Sin embargo, yo sé bien lo que quiero proclamar cuando afirmo que Ataúlfo es un abogado. Y se bien lo que digo, porque soy testigo de su fe en la justicia, de su esperanza en conseguirla y de su conciencia plena de que fe y esperanza conllevan esfuerzo, batallas y empeño incluso en causas perdidas, pero justas, que el varón bueno y experto debe emprender y proseguir. Me honro con la amistad de Ataúlfo.
Ahora me entrega para que anteponga a la edición de ?El Derecho a la propia imagen de los modelos ?actores y actrices- publicitarios? unas palabras previas. El libro no las necesita y menos de mi procedencia. Accediendo, a pesar de todo, a su petición, debía limitarme a rendir tributo a la amistad y a la admiración. Y, acto seguido, poner mi firma y guardar silencio.
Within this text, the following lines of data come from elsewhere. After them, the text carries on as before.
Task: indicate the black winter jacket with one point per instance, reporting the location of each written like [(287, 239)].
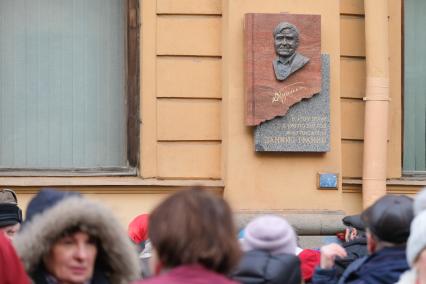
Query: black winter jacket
[(260, 267)]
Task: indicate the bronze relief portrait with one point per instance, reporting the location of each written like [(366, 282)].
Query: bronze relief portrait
[(288, 60)]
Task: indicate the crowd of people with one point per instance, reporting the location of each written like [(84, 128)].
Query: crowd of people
[(190, 237)]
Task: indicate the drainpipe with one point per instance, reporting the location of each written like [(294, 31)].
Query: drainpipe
[(376, 101)]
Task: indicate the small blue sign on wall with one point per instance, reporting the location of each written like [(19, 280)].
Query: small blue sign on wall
[(328, 180)]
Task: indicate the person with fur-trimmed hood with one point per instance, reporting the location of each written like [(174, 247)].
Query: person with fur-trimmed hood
[(69, 239)]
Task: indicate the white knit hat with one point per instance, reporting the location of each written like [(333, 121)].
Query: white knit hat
[(416, 241), (269, 233)]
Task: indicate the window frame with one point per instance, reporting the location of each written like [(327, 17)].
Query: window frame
[(133, 121)]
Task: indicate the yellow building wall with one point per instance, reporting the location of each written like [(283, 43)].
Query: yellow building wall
[(192, 113)]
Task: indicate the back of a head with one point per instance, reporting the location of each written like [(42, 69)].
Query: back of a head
[(270, 233), (45, 199), (389, 218), (194, 227)]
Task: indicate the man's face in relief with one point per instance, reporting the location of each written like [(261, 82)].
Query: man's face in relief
[(286, 43)]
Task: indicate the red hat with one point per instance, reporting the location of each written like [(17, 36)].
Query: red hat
[(309, 259), (138, 228)]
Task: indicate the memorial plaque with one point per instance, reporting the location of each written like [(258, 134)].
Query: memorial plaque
[(305, 127), (282, 63)]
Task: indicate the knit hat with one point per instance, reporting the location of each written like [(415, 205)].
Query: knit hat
[(138, 229), (420, 202), (389, 218), (10, 213), (269, 233), (45, 199), (416, 241)]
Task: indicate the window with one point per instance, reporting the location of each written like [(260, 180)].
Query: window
[(68, 85), (414, 87)]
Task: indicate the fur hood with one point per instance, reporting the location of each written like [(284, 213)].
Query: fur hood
[(38, 235)]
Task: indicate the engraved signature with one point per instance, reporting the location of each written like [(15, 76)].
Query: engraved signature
[(281, 96)]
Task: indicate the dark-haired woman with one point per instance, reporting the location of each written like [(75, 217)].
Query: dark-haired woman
[(194, 241), (67, 239)]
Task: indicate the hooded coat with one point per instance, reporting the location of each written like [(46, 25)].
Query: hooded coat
[(117, 261)]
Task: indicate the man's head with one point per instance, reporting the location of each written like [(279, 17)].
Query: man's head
[(10, 213), (388, 221), (286, 39)]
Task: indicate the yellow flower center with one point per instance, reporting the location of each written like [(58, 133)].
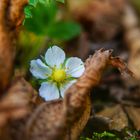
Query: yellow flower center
[(59, 75)]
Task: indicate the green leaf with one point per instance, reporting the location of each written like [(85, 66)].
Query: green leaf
[(33, 2), (42, 1), (63, 30), (63, 1)]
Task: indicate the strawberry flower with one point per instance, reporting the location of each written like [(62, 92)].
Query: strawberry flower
[(56, 72)]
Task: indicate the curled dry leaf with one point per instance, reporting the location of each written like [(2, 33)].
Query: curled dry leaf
[(16, 104), (8, 28), (99, 17), (132, 38), (66, 119)]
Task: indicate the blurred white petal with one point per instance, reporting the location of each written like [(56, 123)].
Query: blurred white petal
[(75, 67), (39, 69)]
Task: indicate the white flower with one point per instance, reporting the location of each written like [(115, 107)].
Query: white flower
[(57, 73)]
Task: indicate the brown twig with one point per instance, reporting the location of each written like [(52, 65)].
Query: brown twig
[(66, 119), (11, 15)]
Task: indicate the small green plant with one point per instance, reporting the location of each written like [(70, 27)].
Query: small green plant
[(33, 3)]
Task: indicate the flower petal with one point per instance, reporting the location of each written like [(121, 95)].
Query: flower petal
[(49, 91), (39, 69), (75, 67), (55, 56), (65, 86)]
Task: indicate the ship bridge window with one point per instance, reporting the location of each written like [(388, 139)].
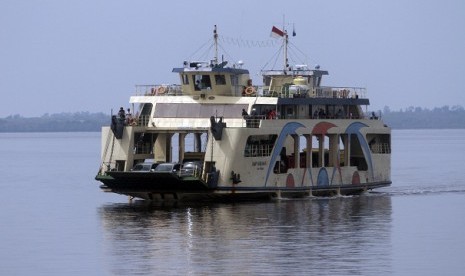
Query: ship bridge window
[(259, 145), (220, 79), (379, 143), (185, 79), (202, 82)]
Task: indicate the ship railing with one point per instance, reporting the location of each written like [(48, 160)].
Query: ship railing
[(381, 148), (289, 91), (258, 150), (158, 90), (253, 121)]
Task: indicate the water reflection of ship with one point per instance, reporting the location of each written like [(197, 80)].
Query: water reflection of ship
[(350, 230)]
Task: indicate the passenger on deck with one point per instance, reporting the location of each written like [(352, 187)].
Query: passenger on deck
[(129, 117), (121, 113)]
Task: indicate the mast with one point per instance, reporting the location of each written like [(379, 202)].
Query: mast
[(286, 43), (215, 38)]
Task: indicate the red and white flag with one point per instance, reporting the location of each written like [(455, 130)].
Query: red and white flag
[(276, 33)]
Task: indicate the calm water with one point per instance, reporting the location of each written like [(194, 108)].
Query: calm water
[(56, 221)]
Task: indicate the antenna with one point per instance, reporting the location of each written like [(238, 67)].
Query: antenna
[(215, 38)]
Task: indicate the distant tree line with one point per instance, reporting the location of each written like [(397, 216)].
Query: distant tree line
[(420, 118), (408, 118), (61, 122)]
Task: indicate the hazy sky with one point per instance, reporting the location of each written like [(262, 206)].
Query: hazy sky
[(87, 55)]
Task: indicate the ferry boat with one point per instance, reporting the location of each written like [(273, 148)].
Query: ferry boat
[(289, 137)]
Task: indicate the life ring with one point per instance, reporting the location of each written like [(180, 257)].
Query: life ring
[(249, 90), (161, 90)]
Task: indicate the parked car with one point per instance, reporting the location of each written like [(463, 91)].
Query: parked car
[(145, 167), (190, 168), (168, 167)]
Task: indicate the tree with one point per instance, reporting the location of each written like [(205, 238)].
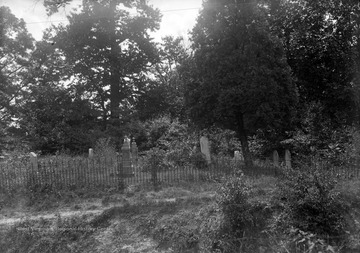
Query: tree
[(240, 78), (110, 50), (320, 41), (54, 115), (16, 45), (164, 92)]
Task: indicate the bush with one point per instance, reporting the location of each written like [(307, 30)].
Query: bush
[(308, 202), (240, 221), (104, 148)]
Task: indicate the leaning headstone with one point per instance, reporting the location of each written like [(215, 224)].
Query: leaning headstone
[(126, 159), (205, 148), (237, 156), (134, 153), (33, 161), (276, 158), (91, 153), (287, 159)]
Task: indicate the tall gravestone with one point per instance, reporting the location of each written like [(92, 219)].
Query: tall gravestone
[(134, 153), (287, 159), (91, 153), (126, 159), (237, 156), (276, 158), (205, 148)]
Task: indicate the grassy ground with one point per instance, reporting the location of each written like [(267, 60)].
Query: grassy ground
[(173, 219)]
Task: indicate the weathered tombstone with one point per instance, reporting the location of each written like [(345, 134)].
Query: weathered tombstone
[(276, 158), (237, 156), (205, 148), (91, 153), (287, 159), (126, 158), (134, 153), (33, 161)]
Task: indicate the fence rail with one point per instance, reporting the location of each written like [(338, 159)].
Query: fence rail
[(108, 172)]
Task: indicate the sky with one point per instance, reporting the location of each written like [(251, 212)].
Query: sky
[(179, 16)]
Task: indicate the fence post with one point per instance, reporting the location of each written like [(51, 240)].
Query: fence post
[(134, 152), (287, 159), (126, 159), (276, 158)]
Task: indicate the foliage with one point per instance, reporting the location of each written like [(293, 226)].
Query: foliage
[(223, 141), (241, 221), (318, 37), (16, 45), (54, 120), (300, 241), (309, 203), (153, 161), (110, 51), (105, 148), (46, 236), (164, 95)]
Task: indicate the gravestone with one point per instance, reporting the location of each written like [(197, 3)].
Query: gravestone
[(134, 153), (91, 153), (205, 148), (276, 158), (287, 159), (33, 161), (237, 156), (126, 159)]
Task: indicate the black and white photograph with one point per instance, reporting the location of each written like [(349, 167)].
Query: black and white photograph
[(180, 126)]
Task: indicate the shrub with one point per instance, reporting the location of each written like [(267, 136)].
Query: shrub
[(309, 203), (105, 148), (241, 220)]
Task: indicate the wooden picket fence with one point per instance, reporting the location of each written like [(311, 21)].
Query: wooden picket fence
[(61, 173)]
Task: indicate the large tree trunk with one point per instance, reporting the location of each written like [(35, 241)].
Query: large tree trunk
[(244, 141), (114, 68)]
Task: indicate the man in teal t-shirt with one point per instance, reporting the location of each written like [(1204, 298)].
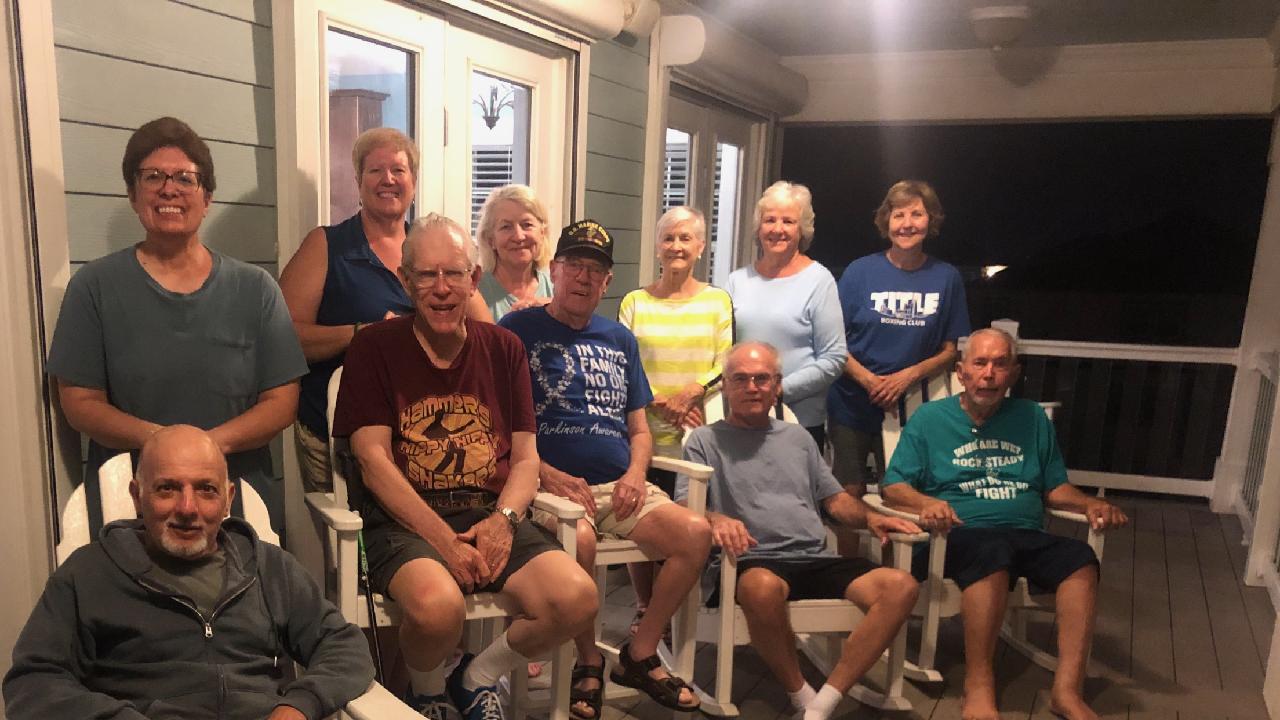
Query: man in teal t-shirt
[(982, 468)]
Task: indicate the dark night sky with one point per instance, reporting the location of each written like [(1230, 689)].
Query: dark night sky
[(1156, 218)]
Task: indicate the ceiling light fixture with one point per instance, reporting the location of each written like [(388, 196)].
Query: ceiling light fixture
[(999, 26)]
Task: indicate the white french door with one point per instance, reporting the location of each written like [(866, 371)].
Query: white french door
[(513, 126), (487, 105), (711, 163)]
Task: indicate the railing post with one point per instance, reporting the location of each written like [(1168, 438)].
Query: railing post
[(1266, 515)]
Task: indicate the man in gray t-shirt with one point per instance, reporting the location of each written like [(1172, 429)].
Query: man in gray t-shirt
[(764, 505)]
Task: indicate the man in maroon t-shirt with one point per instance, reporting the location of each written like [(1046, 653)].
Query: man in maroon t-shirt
[(439, 413)]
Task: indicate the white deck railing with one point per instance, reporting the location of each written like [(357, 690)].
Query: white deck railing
[(1179, 356), (1260, 437)]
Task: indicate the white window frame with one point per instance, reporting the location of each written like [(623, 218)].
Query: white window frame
[(708, 126), (298, 85)]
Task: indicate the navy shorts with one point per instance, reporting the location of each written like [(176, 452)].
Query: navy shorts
[(389, 546), (974, 554), (808, 578)]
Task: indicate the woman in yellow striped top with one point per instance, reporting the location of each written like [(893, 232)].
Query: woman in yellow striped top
[(685, 327)]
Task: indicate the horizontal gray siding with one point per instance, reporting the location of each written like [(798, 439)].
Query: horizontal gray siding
[(122, 63), (617, 98)]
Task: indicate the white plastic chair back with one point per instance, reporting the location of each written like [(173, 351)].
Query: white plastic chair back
[(933, 388), (339, 479)]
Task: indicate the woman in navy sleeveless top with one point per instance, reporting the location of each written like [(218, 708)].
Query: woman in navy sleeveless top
[(344, 277)]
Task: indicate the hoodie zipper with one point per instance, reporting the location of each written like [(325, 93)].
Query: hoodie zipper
[(209, 624)]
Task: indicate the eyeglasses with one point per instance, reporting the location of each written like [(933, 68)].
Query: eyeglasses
[(575, 267), (152, 178), (743, 379), (426, 279)]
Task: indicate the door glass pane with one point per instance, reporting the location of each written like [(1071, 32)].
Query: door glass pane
[(725, 212), (499, 136), (675, 169), (370, 85)]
Sin embargo, la cuestión que aborda en su libro es de tal envergadura que voy a arriesgarme a proseguir por mi cuenta. Casi todos los derechos y libertades fundamentales que vertebran y dan corporeidad a la Constitución, si bien cuentan con un núcleo duro, resistente a cualquier agresión, incluso del legislador, sus irradiaciones van diluyendo los perfiles más claros conforme se alejan de la roca firme que la sustenta.
Es peliagudo pronunciarse sobre lo que significan en realidad de verdad libertades como la expresión, opinión, enseñanza y tantas otras. Todos sabemos lo que ese reducto personal e intransferible de resistencia quiere decir, sobre todo cuando se sienten invasiones externas. Pero nos pondrían en un brete si tuviéramos que explicarlo con palabras convincentes.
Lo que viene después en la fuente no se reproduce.